The funds that were frozen were done so to try and protect the investors capital. Results will have been far worse if you had a run on funds and the mannager was forced to sell at the bottom of the market to pay investors out, then you would have been looking at around 60c in the dollar. BNZ can not be blamed for their actions as it was prudent at the time and ultimately a better result for investors. Also BNZ were not the only ones involved in freezing funds.

You had all the mortgage funds from reputable insurance and trustee companies such as Tower, Guardian, Perpetual freezing their funds to withdrawals during the GFC so it is unfair to single out BNZ.

 

It was a registered superannuation fund advertised by BNZ on the day it was frozen as being 'suitable for those in retirement and those approaching retirement' - which is why it is fair to single it out. The superannuation fund which was frozen had 50% of its 'investments' in a related party non-superannuation scheme which had no restrictions on withdrawing funds - unlike the superannuation fund which was restricted on withdrawals.

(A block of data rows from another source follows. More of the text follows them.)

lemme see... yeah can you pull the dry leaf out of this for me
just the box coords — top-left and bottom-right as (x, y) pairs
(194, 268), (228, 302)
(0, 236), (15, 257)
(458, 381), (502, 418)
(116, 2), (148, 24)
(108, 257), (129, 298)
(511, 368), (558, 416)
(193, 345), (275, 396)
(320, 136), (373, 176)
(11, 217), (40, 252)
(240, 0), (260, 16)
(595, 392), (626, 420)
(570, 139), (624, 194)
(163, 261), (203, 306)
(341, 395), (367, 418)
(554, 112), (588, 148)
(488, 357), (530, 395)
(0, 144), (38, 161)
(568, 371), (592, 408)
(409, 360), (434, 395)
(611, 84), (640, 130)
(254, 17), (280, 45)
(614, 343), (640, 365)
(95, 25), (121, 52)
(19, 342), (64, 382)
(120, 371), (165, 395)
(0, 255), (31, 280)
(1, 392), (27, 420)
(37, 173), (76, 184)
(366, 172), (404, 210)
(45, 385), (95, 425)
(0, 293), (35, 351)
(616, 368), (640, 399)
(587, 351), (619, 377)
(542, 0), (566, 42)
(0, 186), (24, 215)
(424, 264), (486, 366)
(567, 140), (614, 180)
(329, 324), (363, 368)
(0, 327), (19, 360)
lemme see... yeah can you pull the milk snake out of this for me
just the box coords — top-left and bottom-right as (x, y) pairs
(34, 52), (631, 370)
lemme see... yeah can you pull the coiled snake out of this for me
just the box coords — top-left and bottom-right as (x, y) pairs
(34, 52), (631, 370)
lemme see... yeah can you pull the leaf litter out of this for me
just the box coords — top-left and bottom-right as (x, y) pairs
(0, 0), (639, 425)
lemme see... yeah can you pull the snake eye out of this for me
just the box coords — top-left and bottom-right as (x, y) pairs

There was more than a five year freeze on the return of the retirement monies.

That's a big assumption. To say that everyone was happy to wait over 5 years for 99c in the dollar. It may well be that with hindsight, some might have wanted to get out 5 years earlier than they did with only 60c in the dollar.

maybe they reliaze with no FHB they have no ongoing mortgage business, if you cant feed from the bottom the tree wont grow and will fall over eventually when the top gets to heavy

Nice, shame they couldn't organise the proverbial booze up in a brewery.